2. Change flies often!
  • Steelies are pretty grabby if you put the right fly in their face. If you're not getting any takes its probably because you aren't using the right fly pattern. Change them out often to figure out what's working.
  • During the spring-run, flies that imitate bugs work best. The flies I have the most confidence in are bird's nest, psycho prince, Moorish dirty birds, and copper johns. If you get lucky you can even get a steelhead on a dry. Try an EC Caddis. From what I've observed, caddis are the main food source for fish on the Feather.
  • During the fall-run the same flies work will still work in addition to egg patterns and San Juan worms.

3. If you hook something, play it!
  • When fishing for fall-run steelies there will usually be lot of salmon around. If you're decent at dead drifting you won't have a problem whereas it is pretty rare to hook a salmon while nymphing. The only way you're going to hook a salmon is if they spook as you are stripping in your line to recast or you hit the needle right on the head and floss them.
  • These are hefty adult steelhead we're talking about so they will sometimes feel like a snagged salmon. However believe me when I say if you set the hook and it's headshaking, 90% of the time it won't be a salmon.
  • You get a take but its not really running around like a crazed steelhead. You find that the fish is holding in one spot occasionally moving around a little bit, you start getting skeptical. Play it patiently and once you get it close enough check the set. 
  • I was once a victim of breaking off or not taking what was at the end of my line seriously because I thought it was a snagged salmon. Not anymore...

4. Fish early or late!
  • In my experience, I usually catch more steelhead at first light to about noon. Waking up at 5am to get to the river at sunrise can be tough but it's worth it. Fishing early also allows you to hit up some of the best water before anyone else does.
  • It also works the other way around. The later you fish the less pressure you have to deal with. There's no such thing as sloppy seconds when it comes to steelies.

5. Cover water!
  • In my opinion, steelhead fishing is best experienced while wading. The amount of effort it takes to hike all over the river in search of that one take is what the experience is all about.
  • Don't stick around in a run, riffle, or pool for too very long, if they are there they'll let you know. Steelhead fishing isn't a numbers game, it's more of a game of hide-and-seek.
  • With such awesome steelie action it can get pretty crowded out on the Feather during steelhead season.
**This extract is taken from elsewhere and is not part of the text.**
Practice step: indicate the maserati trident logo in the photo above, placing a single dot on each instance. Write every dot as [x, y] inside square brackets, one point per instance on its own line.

I like to fish the further areas first then hike up the river to avoid driftboats and anglers that are moving downstream. 10% of anglers catch 90% of the fish. Come join the 10% club.

If you are unfamiliar with the Lower Feather River, Streamtime Maps has an excellent map of the river. These are quality maps that show access points, riffles, runs, pools, etc.
You can find them online or at your local fly shop.